The U.S. Navy has recognized the late LGBTQ political icon, historic trailblazer and Navy veteran Harvey Milk with a new ship named in his honor.
Deepa Shivaram of NPR reported that “the U.S. Navy has launched and christened a ship named for the slain gay rights leader Harvey Milk, who served in the Navy during the Korean War but was discharged after being questioned about his sexual orientation.”
According to Shivaram, “the 742-foot-long ship that launched from San Diego on Saturday, Nov. 6, is the second of six new vessels in the Navy’s fleet oiler program, which will help replenish fuel for other Navy ships that are already out at sea. The Navy plans to eventually have 20 ships in the program.”
LGBTQ advocates are calling the military’s move a symbolic and massive milestone, especially following the long battle the nation’s LGBTQ citizens have had to endure to serve openly within its ranks.
In a statement, Secretary of the Navy Carlos Del Toro said the naming of the ship is intended to help show the errors the military made in the past and prove that the agency is attempting to move past them with a lasting, inclusive commitment to current and future LGBTQ service members. Previous estimates suggest that as many as 100,000 veterans were discharged from military service solely because of their sexual orientation.
“Leaders like Harvey Milk taught us that diversity of backgrounds and experiences help contribute to the strength and resolve of our nation,” Del Toro said. “There is no doubt that the future Sailors aboard this ship will be inspired by Milk’s life and legacy.”
Stuart Milk, the co-founder of the Harvey Milk Foundation and Milk’s nephew, attended the event and said Harvey would be touched by the honor. He also added that it was one of his uncle’s dreams “for service members to serve with authenticity and not be forced to hide who they were and who they love.”

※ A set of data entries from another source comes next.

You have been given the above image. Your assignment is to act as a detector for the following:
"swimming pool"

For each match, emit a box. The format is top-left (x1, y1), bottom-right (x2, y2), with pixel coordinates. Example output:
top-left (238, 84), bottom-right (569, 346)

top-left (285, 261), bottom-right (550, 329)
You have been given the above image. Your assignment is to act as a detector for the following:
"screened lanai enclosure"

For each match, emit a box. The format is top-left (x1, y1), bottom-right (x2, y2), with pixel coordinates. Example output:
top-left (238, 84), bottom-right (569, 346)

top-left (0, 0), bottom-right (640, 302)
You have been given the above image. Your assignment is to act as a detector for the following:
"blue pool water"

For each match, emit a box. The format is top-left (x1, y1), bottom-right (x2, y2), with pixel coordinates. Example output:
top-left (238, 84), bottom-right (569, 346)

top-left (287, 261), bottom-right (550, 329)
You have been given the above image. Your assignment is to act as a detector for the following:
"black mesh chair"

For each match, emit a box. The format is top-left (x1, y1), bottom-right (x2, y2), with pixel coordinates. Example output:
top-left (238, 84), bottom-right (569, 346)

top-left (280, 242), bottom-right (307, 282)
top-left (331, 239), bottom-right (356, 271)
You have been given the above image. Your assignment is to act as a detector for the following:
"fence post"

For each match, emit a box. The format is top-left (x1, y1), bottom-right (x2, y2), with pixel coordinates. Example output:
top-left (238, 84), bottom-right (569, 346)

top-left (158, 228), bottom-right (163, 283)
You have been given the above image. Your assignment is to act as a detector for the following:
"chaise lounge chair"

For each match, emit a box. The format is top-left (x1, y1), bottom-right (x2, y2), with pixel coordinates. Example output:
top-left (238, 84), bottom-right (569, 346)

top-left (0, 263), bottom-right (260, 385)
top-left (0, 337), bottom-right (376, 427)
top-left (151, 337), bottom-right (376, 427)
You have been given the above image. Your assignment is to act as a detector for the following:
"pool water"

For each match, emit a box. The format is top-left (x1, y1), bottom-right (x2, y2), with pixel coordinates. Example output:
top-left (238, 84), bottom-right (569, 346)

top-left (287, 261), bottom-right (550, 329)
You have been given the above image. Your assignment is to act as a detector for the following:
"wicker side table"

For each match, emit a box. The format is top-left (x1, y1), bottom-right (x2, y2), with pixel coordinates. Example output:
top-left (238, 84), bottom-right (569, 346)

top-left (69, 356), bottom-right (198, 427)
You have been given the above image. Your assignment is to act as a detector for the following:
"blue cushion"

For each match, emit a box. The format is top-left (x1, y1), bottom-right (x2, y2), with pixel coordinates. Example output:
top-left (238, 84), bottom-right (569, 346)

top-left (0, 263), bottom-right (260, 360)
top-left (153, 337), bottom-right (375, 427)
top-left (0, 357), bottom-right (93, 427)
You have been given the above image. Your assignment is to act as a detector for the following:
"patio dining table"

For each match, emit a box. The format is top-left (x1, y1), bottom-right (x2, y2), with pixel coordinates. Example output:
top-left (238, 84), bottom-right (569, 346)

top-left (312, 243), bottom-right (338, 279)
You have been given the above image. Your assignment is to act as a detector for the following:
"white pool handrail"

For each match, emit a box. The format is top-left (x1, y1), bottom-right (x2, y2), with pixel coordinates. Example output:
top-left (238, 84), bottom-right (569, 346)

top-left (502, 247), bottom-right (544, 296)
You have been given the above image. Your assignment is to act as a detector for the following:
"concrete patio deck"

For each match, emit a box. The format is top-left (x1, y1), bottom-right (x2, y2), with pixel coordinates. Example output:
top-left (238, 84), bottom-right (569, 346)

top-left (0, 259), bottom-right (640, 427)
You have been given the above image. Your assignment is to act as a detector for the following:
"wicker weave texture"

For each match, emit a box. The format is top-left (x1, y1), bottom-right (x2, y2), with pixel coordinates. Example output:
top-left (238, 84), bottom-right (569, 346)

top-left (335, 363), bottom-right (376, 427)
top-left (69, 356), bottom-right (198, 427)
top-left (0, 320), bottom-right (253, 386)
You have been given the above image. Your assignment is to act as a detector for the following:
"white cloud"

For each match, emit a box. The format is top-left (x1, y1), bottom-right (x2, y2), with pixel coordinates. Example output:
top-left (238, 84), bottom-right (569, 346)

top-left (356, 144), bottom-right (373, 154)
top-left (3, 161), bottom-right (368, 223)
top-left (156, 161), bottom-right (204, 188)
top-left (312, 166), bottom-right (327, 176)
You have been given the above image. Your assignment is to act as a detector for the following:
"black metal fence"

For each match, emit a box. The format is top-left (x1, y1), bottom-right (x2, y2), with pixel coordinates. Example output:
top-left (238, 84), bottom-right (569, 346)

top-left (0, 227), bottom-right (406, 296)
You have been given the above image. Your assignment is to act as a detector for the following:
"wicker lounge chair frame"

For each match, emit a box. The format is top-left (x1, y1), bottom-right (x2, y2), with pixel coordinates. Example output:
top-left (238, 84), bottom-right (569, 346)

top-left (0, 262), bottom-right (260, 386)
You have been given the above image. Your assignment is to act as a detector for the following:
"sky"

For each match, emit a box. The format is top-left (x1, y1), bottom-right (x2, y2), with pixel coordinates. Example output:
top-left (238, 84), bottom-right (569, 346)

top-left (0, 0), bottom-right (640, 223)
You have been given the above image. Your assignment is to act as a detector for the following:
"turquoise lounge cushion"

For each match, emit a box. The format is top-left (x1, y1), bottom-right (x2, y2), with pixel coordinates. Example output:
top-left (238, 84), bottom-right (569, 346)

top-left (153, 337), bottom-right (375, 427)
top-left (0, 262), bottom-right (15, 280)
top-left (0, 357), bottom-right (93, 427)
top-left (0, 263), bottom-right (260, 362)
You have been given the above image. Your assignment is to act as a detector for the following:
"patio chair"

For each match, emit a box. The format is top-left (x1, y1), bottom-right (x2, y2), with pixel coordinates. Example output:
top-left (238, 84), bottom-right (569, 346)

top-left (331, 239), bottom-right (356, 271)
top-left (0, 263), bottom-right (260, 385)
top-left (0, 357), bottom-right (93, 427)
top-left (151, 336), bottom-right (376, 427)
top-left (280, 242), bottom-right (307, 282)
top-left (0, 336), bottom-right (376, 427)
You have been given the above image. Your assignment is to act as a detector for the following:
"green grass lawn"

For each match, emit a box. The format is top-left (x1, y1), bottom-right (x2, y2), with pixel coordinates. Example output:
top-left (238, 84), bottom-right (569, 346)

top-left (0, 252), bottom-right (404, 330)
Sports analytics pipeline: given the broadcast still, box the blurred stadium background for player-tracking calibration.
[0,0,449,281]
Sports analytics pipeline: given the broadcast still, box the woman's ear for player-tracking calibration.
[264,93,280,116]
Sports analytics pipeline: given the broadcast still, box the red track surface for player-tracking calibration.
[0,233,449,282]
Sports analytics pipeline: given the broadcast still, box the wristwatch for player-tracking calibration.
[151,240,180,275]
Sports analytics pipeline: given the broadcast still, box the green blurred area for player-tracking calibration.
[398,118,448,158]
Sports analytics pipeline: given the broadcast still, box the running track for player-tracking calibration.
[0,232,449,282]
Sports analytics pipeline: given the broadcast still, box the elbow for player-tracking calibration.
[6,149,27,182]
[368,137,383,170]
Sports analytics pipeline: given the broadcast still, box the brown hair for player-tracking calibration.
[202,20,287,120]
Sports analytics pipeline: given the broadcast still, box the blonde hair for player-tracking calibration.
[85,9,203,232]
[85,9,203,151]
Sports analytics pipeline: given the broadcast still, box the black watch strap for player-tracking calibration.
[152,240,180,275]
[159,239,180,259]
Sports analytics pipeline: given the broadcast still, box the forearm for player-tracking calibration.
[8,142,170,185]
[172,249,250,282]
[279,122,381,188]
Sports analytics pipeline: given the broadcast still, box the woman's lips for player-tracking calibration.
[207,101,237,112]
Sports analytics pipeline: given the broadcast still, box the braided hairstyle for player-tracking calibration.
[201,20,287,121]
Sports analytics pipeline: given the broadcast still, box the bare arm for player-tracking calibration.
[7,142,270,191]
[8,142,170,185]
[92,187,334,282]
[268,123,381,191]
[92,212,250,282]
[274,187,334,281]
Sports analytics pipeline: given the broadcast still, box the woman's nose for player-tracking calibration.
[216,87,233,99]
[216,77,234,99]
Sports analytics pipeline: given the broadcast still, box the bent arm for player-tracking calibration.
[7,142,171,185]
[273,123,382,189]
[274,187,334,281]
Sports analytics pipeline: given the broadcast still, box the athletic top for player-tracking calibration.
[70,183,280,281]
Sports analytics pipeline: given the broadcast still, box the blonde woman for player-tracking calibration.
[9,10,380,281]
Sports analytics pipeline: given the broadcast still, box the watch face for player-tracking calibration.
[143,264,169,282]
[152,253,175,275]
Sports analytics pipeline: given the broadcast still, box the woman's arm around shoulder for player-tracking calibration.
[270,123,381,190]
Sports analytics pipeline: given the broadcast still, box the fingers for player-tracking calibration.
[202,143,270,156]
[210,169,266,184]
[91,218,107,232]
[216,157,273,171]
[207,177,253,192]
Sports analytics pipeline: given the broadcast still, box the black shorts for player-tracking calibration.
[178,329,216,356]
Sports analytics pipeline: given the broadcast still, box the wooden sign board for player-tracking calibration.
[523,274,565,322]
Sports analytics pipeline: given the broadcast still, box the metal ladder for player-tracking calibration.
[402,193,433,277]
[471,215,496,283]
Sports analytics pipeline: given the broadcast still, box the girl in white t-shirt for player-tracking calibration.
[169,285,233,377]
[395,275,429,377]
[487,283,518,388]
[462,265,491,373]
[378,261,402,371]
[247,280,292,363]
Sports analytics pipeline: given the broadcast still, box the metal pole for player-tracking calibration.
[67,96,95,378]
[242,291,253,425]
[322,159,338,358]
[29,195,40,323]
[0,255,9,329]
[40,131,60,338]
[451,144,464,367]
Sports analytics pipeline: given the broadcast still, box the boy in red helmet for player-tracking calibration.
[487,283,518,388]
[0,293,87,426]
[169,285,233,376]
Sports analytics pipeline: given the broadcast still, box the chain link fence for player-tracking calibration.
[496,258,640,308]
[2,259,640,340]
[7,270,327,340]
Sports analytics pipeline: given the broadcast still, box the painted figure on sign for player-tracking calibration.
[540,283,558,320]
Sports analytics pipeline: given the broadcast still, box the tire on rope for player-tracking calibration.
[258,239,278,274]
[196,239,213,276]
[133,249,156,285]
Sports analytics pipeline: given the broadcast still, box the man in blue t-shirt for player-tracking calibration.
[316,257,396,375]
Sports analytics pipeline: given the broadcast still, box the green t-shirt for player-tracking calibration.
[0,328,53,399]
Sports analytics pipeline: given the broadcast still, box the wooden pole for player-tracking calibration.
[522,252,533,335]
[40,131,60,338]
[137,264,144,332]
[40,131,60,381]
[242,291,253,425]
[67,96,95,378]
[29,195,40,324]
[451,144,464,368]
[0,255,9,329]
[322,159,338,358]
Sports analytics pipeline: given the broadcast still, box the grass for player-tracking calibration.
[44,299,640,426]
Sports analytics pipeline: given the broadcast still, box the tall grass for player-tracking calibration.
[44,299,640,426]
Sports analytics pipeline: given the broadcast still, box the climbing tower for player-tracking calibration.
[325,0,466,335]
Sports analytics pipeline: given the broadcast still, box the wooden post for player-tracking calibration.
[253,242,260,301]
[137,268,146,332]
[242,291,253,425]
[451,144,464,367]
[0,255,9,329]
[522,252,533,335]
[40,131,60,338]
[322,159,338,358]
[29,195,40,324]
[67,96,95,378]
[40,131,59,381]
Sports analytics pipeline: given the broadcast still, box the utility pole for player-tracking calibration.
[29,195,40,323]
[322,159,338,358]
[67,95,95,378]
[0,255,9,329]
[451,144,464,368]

Stuart Milk said that the military had previously approached him about reversing Harvey’s dishonorable discharge from the military. Stuart said he had decided against it, preferring to keep the discharge in place to remind future generations that not everyone has been treated with honor — and that LGBTQ men and women have had to work hard to achieve the rights they have today.
“We have to teach our history to prevent ourselves from going backward,” he said. “This navy ship sends an important message to the world.”
Harvey Milk was a member of the Navy between 1951 and 1955, which included a significant portion of the Korean War.
“In 1977, after his Navy career, Milk became the first openly gay elected official in California when he won a seat on the San Francisco Board of Supervisors,” Shivaram said. “He was assassinated just one year later by a former city supervisor.”
The USNS Harvey Milk is one of six new ships named after civil rights icons as part of a new military program promoting diversity and inclusion. Other ships in the fleet will be named after late civil rights leader and former Georgia Congressman John Lewis; former Supreme Court Chief Justice Earl Warren; lawyer and politician Robert F. Kennedy; prominent orator, abolitionist and suffragist Lucy Stone; and abolitionist and women’s rights activist Sojourner Truth.